Twelve years, $24 million and 4 miles later, Lane Transit District’s (LTD) voyage into the realm of bus rapid transit finally got off the ground on Jan. 14, one month after its originally scheduled opening was delayed because the buses weren’t ready yet. Dubbed Emerald Express, or EmX, the Green Line corridor stretches the 4 miles from downtown Springfield, Ore., to neighboring Eugene, paring down the previous route’s travel time by 38%.
While the EmX debuted at 8:10 that morning, the bus that left Springfield at 11:40 was the one that received VIP treatment. The $960,000, 44-seat, 63-foot articulated bus, which New Flyer Industries manufactured especially for LTD, was jam-packed with riders. Among those enjoying the hybrid-electric ride were U.S. Rep. Peter DeFazio (D-Ore.) and FTA Administrator James Simpson. DeFazio, who is the new chairman of the House Surface Transportation Subcommittee, has been a staunch supporter of LTD’s project, helping the district obtain part of the project’s funding from the federal government.

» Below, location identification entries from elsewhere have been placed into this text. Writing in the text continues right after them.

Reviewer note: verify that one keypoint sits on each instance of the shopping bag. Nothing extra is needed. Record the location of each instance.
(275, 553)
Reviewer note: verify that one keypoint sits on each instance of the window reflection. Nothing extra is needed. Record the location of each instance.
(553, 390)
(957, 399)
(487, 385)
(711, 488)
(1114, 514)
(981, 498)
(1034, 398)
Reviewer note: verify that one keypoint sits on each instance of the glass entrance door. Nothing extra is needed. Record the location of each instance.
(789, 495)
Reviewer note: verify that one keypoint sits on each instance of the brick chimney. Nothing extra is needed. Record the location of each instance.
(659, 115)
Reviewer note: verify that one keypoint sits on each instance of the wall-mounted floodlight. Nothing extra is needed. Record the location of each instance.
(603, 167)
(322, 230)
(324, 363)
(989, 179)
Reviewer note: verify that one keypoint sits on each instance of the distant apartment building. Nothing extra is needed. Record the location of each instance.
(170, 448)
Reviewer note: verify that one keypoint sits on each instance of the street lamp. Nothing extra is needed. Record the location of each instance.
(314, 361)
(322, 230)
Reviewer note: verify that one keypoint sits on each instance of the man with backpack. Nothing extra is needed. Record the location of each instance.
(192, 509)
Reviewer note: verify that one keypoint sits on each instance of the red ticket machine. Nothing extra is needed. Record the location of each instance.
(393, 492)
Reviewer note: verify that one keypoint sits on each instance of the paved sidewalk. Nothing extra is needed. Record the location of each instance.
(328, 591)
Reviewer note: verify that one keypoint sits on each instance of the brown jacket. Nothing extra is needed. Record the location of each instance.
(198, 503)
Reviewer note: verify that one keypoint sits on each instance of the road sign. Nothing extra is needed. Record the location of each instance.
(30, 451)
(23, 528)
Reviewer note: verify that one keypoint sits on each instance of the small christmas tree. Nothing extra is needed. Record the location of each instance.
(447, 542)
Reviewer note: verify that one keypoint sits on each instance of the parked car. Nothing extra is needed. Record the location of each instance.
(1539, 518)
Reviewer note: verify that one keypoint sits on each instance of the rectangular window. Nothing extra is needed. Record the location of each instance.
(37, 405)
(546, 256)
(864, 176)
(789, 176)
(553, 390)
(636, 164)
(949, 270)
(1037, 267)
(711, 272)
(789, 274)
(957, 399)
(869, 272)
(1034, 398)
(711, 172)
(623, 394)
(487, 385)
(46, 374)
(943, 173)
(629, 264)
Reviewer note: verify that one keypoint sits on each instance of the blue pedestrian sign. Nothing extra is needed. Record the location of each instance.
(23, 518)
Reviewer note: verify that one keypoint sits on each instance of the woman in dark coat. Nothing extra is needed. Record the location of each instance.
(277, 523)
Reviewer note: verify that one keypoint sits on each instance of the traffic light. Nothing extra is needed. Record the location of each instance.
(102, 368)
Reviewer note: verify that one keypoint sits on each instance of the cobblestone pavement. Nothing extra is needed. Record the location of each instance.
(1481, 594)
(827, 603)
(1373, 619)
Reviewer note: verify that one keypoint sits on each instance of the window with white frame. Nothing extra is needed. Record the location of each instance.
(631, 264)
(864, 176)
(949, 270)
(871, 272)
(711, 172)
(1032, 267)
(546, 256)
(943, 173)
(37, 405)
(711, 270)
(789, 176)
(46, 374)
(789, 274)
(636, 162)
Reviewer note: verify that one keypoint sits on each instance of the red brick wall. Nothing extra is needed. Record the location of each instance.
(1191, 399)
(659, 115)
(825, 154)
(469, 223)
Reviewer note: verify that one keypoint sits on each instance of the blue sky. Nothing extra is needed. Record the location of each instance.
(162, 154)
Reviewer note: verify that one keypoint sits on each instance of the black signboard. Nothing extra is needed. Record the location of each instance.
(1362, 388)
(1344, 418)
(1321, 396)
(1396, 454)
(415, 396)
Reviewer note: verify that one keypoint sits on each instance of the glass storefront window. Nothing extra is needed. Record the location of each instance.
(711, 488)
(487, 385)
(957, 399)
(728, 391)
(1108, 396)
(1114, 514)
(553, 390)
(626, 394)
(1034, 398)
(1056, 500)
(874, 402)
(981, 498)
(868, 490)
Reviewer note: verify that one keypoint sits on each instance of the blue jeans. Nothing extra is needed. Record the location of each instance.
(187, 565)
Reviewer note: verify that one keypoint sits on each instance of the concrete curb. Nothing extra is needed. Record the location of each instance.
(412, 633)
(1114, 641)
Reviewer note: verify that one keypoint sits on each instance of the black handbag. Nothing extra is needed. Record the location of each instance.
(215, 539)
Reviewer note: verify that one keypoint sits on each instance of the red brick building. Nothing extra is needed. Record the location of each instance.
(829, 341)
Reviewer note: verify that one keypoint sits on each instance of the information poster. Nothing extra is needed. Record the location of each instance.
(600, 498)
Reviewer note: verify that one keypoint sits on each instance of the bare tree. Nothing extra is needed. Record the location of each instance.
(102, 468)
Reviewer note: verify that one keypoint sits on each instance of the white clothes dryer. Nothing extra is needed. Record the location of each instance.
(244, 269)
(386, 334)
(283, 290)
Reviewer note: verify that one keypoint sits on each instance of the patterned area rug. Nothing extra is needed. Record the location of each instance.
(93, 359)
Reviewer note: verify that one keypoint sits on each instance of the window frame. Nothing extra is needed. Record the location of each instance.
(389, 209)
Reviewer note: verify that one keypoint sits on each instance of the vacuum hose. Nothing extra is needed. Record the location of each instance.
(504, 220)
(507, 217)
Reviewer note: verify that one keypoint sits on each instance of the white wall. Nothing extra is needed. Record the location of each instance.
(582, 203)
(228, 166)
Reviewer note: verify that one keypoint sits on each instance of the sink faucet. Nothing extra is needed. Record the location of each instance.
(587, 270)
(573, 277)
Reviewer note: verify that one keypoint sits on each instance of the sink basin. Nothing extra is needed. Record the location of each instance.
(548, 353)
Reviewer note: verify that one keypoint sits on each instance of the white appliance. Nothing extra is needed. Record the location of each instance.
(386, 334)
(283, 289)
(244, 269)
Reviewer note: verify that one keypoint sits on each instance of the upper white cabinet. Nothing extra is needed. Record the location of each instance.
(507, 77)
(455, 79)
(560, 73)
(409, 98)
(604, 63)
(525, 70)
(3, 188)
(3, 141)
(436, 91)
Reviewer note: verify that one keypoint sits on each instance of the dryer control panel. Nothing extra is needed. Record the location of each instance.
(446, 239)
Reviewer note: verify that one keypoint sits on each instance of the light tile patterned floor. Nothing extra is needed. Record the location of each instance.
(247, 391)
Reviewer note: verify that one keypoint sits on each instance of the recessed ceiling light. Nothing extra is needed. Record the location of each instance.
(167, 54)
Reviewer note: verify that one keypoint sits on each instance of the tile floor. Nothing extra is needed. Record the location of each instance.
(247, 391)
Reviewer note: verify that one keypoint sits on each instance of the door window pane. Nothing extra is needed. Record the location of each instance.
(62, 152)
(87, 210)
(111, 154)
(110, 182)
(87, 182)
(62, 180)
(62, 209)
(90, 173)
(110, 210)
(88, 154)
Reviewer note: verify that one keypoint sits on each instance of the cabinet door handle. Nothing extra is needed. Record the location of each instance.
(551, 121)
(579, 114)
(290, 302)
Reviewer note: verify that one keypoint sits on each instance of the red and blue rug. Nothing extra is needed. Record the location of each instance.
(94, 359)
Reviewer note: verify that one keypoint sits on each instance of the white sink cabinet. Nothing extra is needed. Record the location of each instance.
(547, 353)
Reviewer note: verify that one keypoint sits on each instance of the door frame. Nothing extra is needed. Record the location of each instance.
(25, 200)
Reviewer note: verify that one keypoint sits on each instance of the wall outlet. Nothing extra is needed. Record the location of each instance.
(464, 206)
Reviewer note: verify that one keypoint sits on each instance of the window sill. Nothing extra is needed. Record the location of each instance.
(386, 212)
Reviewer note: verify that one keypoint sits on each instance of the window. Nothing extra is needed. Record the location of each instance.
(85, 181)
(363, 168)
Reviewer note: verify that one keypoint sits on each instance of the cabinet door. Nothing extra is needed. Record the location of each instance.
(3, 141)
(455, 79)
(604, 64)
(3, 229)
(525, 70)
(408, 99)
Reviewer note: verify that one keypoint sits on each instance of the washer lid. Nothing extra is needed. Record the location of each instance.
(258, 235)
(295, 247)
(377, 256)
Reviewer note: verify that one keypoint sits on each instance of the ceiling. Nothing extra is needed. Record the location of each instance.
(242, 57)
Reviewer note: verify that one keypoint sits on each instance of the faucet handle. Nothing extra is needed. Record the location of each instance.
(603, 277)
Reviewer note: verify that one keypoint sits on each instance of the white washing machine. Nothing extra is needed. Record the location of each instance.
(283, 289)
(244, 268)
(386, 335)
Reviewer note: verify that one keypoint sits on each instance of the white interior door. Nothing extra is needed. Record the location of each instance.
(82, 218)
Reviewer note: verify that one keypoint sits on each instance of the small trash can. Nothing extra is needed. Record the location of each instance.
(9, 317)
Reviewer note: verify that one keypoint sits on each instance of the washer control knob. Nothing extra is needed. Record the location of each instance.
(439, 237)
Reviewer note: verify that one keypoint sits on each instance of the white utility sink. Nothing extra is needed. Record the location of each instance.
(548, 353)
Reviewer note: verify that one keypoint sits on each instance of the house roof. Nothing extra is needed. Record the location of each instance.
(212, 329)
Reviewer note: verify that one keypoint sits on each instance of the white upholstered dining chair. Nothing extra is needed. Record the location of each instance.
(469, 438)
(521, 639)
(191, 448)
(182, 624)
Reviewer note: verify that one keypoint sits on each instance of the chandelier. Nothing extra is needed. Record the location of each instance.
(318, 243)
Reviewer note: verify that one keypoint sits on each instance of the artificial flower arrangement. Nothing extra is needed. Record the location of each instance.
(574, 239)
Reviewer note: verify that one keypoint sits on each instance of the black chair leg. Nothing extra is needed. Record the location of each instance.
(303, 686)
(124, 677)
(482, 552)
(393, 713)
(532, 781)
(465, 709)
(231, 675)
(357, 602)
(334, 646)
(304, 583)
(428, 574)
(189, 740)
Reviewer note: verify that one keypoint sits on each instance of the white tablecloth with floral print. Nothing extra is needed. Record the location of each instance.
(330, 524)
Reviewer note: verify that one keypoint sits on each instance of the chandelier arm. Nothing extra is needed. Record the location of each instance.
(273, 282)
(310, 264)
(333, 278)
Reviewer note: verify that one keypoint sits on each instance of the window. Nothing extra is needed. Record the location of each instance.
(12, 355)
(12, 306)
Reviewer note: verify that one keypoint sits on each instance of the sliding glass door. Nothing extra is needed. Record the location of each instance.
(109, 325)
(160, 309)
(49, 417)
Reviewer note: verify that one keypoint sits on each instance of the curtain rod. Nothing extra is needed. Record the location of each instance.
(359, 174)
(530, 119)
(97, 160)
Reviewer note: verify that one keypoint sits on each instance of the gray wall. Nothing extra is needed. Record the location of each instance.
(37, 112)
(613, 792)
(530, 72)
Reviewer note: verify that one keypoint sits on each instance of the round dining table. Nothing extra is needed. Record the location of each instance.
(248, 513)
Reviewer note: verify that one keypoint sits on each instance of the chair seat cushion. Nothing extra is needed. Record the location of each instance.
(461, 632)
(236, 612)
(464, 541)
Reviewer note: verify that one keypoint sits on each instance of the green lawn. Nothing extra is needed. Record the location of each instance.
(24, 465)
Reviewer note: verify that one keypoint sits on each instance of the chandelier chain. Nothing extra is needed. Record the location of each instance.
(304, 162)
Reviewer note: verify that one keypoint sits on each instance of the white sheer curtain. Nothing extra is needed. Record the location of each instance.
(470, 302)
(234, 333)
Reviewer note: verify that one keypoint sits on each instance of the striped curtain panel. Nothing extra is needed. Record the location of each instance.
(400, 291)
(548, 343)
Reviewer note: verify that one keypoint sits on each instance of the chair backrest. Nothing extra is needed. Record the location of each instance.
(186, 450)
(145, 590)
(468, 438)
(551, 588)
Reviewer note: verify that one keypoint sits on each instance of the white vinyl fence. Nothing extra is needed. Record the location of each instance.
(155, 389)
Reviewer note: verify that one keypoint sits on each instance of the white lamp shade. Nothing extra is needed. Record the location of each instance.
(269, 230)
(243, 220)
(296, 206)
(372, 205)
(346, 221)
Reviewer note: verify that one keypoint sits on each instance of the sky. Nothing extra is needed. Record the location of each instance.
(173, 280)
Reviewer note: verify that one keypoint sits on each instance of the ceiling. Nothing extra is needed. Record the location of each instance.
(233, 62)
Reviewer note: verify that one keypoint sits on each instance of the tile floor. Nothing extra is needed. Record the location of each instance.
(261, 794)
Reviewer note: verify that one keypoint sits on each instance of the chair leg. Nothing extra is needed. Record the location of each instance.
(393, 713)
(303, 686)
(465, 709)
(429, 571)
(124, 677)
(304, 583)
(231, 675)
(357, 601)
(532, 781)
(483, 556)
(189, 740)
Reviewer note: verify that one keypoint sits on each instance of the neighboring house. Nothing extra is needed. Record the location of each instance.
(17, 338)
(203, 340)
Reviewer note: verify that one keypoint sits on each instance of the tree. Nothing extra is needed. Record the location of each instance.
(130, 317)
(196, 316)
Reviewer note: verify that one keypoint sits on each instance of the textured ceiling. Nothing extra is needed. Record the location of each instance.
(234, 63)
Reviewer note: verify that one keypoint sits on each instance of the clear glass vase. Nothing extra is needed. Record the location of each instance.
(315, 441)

Both officials lauded LTD and the community for developing the project, even though it is one of the smallest areas in the world to embrace BRT.
Despite the project’s opening, LTD is not resting on its laurels, said spokesman Andy Vobora. “The EmX Green Line is an opportunity for people to see how the system could function,” he said. “It’s also a big opportunity for us just to learn from how we designed this first leg, and then apply some of these lessons learned to the second leg.”
LTD’s plans on expansion — first with the 6-mile “Pioneer Parkway” corridor north from Springfield Station, and eventually with a corridor in west Eugene — recently took a step forward. The district’s environmental assessment process on the Pioneer Parkway had a finding of No Significant Impact, which green-lighted the FTA’s go-ahead for the project’s design. The project will be funded in part by the Small Starts program, Vobora said.
One of the lessons LTD has already learned, Vobora said, is how a curved median along the route impacts travel time. The ingress and egress into and out of the stations is taking longer than they had planned because the bus drivers are forced to work around the tree-filled medians. “Literally, if we had taken out a handful more trees, we could have really sped up how quickly we could get in and out of some of the stations,” Vobora said. “If we had worked to realign or remold that median into something new, where the lanes were straight, I think that we would have gained a lot in travel time.”
While the Pioneer Parkway corridor is moving forward, LTD is also considering a kind of BRT-light model for other areas it serves. Dubbed “Bus Plus,” the plan calls for incrementally implementing BRT features into other fixed-route lines to generate some travel time savings. LTD has already purchased signal-priority devices for Bus Plus, and would consider adding other BRT features as time moved on, Vobora said.
If the routes eventually become an EmX corridor, LTD would just have to take the last steps of adding bus ways and transit stations.
“It’s a good concept, and maybe we can do some of these things, but we’ll need to phase them in,” he said. The project, which is still in the planning stage, would not begin until fall 2008 at the earliest, Vobora said.